I have a love-hate relationship with Power Automate: I love how easily it is to deploy a workflow that will save hours of tedious, manual work while having a sense of confidence that it won't fall apart (provided users follow the process), but I hate some of it's limitations and interfaces.

One of the things I hate is the lack of a replaceAll() function. This leads to nested replace() calls, which gets messy to build and debug.

The primary reason I use these nested calls is for email templates:

  1. Get the file contents of something on Sharepoint, full of strings like ${FIRST_NAME}, ${OUTPUT_TABLE} and ${DATE}.
  2. Replace these template strings with outputs from Sharepoint lists, variables and/or compose actions
  3. Email the replaced text

This allows non-technical users to modify the content of an email without having to edit the flow (or more realistically, wait for me to edit the flow).

It's extremely tedious to build these nested calls manually because you have to be mindful of parentheses, quotation marks and removing @{} from anything you have copy-pasted. Not to mention that the cycle between making changes and testing them is not rapid as you have to save the flow then trigger it somehow.

I had hacked together a PHP script to do this but it was clunky and not very nice to use, so let's make things better.

How it was made

Since I was new to Vue.js, I didn't know exactly where to start so I did what a lot of people do now in 2023, I prompted ChatGPT. Surprisingly, it gave me a working solution that I could use as a scaffold. Unfortunately, the code is Vue v2, and I wanted to use the new shiny v3. With some minor adjustments it was up and running. The Vue.js tutorial was very good at explaining some of the basic concepts on how things functioned and I recommend anyone who is interested in learning Vue.js to check it out.

The basic functionality only took me a couple of hours to implement.

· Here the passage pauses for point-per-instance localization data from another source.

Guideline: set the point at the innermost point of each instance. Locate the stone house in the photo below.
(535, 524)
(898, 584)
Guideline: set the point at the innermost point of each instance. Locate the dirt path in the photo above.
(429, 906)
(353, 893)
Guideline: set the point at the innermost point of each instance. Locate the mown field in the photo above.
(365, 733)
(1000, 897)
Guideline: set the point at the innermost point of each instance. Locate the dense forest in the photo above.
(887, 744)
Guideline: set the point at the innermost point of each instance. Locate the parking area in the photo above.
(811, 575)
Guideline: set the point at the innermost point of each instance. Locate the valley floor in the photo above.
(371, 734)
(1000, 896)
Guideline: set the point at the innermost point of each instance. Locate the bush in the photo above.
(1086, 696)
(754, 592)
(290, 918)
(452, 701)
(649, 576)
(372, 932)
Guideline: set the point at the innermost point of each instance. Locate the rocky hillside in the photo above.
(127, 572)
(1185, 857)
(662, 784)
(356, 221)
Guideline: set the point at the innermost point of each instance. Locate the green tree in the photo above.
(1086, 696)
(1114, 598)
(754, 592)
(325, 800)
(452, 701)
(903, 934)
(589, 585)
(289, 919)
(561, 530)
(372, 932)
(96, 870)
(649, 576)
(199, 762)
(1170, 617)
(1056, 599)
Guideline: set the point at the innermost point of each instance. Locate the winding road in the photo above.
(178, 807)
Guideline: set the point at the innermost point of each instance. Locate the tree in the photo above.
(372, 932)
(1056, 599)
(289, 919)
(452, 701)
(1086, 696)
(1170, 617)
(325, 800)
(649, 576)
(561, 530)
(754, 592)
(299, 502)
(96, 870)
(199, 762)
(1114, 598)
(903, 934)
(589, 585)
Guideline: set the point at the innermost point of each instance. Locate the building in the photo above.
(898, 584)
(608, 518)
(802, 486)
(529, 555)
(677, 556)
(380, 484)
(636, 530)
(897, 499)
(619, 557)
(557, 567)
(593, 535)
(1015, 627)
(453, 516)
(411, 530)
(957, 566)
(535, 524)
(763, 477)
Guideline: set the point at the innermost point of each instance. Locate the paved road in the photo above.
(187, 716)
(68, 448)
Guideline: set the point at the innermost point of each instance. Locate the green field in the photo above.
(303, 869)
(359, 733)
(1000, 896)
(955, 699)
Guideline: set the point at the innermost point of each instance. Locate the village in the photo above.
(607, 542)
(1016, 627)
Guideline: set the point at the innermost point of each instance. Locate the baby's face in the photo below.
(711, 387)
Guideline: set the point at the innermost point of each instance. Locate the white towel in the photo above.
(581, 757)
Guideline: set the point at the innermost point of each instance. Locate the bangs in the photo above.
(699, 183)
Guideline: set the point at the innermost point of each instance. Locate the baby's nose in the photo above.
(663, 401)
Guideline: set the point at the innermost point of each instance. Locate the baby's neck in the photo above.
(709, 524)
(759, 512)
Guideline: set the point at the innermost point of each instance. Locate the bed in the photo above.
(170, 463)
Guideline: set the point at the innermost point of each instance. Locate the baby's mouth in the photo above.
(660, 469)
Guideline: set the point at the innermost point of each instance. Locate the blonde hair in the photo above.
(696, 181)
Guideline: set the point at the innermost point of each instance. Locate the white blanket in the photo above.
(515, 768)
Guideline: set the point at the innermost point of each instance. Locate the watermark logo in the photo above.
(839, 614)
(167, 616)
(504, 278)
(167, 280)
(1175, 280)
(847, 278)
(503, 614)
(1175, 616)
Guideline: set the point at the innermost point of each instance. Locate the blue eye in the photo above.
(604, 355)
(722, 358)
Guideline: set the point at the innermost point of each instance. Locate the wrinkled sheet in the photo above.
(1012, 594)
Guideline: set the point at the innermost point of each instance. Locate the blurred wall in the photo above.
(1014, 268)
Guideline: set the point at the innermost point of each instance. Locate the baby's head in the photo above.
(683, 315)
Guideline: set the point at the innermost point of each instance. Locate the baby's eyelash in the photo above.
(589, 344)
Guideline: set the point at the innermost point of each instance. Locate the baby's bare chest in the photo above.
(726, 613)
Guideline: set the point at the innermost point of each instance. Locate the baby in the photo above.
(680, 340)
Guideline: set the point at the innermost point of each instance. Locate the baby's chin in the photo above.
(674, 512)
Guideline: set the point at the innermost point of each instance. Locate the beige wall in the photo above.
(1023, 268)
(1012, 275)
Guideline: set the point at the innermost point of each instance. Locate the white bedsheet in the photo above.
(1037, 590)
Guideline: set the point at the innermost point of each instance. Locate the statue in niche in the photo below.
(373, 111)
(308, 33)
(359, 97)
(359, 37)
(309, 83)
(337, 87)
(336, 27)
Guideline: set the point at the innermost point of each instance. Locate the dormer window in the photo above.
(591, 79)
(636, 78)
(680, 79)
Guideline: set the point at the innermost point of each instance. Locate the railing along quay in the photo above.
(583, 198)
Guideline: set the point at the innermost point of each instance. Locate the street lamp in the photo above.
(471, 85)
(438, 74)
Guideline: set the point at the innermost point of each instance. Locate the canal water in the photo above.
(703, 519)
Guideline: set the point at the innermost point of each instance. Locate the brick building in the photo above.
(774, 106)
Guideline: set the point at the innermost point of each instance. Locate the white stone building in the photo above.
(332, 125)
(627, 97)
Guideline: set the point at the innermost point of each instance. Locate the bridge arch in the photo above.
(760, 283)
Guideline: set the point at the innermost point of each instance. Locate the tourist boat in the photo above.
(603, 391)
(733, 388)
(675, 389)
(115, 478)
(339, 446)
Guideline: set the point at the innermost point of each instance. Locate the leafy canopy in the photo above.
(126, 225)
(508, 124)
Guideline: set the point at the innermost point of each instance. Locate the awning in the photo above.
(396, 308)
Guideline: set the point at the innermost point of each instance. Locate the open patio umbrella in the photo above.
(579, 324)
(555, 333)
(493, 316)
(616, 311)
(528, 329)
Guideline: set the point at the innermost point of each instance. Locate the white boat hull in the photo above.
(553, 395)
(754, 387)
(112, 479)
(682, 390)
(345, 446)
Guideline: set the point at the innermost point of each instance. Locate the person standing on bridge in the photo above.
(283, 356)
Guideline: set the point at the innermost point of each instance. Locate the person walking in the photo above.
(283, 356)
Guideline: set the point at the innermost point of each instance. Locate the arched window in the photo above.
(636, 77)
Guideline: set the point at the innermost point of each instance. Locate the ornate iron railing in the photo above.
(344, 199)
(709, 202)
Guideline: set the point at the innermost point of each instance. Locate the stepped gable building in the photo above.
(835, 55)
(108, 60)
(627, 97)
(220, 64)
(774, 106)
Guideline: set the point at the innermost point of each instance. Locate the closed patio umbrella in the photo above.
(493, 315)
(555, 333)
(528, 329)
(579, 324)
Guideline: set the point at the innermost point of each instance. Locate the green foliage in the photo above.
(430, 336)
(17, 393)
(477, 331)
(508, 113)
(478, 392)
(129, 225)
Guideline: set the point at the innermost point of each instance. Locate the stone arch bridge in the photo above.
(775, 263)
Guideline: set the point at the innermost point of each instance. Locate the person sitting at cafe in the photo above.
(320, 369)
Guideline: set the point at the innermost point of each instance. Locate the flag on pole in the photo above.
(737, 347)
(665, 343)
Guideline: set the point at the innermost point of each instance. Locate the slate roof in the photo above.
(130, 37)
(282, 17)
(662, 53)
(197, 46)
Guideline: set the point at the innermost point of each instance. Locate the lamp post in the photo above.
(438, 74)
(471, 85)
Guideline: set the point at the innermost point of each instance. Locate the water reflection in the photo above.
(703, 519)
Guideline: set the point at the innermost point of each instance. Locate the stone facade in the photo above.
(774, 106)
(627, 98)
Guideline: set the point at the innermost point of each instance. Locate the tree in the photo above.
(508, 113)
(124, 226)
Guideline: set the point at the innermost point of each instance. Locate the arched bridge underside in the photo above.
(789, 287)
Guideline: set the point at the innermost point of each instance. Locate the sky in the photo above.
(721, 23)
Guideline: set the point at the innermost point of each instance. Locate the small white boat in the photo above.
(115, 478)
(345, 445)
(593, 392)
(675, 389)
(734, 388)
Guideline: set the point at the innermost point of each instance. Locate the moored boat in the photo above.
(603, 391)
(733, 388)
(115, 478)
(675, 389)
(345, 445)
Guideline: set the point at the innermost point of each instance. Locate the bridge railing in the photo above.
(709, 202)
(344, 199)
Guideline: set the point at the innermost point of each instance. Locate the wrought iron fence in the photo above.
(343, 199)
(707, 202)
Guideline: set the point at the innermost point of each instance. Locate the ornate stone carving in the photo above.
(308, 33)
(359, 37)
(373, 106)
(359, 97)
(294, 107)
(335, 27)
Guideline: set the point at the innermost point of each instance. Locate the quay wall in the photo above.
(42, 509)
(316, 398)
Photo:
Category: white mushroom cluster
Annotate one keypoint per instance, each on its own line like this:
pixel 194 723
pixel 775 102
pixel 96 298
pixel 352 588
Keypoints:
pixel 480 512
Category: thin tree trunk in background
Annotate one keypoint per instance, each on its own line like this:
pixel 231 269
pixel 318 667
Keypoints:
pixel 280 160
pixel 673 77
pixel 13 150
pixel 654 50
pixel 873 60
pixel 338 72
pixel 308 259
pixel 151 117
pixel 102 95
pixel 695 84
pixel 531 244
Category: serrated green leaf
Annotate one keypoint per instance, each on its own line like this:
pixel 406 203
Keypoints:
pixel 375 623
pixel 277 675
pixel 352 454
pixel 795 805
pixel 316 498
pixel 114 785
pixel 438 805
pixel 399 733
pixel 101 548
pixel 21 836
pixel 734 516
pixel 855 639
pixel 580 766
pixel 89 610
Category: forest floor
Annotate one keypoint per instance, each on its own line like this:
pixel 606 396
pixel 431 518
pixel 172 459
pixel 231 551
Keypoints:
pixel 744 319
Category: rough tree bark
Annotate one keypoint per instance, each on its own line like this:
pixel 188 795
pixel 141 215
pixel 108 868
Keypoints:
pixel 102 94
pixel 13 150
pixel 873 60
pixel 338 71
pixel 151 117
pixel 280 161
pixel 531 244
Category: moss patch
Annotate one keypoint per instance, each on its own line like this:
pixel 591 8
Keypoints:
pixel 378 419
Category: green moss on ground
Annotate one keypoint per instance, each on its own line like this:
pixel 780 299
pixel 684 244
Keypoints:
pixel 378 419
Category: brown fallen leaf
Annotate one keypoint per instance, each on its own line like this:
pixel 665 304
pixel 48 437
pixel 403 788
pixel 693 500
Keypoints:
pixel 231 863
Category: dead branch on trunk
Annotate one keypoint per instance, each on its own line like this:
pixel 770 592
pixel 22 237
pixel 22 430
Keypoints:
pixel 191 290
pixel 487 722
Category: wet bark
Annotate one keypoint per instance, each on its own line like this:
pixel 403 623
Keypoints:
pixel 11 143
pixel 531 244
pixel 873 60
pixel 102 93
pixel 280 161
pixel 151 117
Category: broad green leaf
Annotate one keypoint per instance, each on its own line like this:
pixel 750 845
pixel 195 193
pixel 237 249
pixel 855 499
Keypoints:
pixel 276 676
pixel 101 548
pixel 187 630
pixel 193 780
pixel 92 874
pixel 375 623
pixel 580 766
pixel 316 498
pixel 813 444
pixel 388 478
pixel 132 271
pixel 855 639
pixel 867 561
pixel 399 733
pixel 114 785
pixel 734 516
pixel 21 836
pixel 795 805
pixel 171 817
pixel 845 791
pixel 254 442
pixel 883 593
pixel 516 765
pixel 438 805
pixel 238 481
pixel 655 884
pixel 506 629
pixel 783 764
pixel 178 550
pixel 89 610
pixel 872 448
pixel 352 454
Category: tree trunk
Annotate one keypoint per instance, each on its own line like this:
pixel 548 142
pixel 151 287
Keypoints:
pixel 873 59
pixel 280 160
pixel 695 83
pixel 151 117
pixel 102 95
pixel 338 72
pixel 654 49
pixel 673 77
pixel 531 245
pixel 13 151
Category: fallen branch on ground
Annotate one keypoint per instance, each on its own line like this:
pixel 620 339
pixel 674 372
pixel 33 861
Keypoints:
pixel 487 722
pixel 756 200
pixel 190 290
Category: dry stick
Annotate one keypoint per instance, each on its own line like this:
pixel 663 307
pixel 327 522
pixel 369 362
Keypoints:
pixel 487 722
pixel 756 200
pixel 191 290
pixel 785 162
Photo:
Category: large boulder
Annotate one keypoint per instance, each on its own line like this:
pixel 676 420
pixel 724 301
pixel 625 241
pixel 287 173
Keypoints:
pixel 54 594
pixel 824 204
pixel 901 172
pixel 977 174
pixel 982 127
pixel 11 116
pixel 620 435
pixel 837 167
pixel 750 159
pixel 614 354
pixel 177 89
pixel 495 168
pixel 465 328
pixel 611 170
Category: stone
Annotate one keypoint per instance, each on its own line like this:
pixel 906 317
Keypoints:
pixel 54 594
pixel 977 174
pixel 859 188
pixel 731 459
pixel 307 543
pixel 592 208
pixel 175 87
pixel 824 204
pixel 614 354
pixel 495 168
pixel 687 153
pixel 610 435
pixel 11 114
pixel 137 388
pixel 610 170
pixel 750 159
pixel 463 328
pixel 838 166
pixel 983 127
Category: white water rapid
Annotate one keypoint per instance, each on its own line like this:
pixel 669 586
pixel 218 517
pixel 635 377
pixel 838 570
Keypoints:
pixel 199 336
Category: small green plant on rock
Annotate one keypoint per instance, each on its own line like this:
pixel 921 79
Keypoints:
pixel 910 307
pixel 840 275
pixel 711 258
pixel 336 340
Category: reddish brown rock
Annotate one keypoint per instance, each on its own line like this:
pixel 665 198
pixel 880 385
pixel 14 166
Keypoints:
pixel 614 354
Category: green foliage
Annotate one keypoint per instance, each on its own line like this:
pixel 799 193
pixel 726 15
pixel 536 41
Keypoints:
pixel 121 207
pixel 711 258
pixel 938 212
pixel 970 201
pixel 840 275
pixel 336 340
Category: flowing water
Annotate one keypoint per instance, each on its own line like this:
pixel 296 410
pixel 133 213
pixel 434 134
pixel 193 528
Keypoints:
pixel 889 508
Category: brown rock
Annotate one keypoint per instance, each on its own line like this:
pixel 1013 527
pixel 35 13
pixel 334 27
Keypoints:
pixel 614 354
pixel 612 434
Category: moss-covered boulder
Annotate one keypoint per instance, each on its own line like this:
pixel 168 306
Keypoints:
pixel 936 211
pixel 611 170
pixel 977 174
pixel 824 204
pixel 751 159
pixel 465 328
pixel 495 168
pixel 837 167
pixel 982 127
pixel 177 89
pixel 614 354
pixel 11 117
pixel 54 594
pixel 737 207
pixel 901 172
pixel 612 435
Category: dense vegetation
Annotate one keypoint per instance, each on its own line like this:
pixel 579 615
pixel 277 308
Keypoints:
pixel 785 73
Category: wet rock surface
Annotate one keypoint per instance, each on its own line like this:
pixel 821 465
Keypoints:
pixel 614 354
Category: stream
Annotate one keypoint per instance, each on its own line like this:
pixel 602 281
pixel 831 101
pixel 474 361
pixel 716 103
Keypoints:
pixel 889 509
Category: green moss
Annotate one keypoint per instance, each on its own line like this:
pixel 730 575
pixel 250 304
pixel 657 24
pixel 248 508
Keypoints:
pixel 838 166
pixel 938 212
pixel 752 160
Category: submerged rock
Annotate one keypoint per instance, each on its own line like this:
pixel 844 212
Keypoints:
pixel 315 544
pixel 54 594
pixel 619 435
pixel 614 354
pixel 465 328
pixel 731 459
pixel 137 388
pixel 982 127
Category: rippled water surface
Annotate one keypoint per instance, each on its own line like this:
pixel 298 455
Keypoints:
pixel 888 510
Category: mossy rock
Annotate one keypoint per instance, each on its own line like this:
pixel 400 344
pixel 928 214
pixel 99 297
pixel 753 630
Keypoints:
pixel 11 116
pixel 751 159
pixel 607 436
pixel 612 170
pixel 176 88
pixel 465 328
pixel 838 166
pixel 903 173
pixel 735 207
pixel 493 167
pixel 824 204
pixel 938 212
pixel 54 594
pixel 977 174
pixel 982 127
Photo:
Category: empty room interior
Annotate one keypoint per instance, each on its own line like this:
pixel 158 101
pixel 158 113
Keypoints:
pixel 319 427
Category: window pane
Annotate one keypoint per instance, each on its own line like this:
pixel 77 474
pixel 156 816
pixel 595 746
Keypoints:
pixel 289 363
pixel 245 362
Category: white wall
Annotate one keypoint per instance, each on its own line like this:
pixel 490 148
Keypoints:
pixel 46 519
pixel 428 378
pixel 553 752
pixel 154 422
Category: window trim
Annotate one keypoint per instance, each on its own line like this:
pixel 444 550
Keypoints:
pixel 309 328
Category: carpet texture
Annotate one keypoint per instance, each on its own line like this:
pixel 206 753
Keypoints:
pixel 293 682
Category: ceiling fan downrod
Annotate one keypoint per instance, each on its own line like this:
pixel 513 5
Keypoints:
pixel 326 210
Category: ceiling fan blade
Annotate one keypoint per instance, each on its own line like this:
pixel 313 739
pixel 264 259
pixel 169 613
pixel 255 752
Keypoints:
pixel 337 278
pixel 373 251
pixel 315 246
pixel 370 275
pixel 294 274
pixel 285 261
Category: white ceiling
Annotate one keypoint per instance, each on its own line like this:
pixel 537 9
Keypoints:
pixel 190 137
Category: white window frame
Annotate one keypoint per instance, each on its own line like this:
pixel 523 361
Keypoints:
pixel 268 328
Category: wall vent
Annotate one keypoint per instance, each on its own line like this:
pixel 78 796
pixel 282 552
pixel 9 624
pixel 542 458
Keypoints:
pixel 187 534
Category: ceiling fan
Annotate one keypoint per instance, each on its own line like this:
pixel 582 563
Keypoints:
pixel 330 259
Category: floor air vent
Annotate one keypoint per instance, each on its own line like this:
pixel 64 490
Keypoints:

At it's base form, there is an updateRender method that is called anytime an input is changed inside the app. This method creates the replace string for each table row; The first row uses the source text as the "find" parameter and subsequent rows use the previously created string as the "find" parameter. I assumed that the "find" parameter was a literal string, and the "replace" parameter is the output from a Power Automate action.

While it basically did what I wanted it to do, I started thinking about how it could be better:

So I implemented those features the next evening. Vue.js made it super simple to make this a reality. Hopefully this makes it a more robust tool that can be used for more use-cases around the replace function in Power Automate.

Lastly it was a matter to make it look half-way decent. I'm not a designer by any stretch of the imagination (this website is testamount to that fact) but I think it looks relatively decent for what it is.

Where you can get it

Feel free to use it on this page, or grab it from it's Github repository

What next?

This would be the perfect thing to turn into a Greasemonkey/Tampermonkey script so that it could be run from directly within the Power Automate interface. When I feel motivated I will come back and update this page with the results of that effort.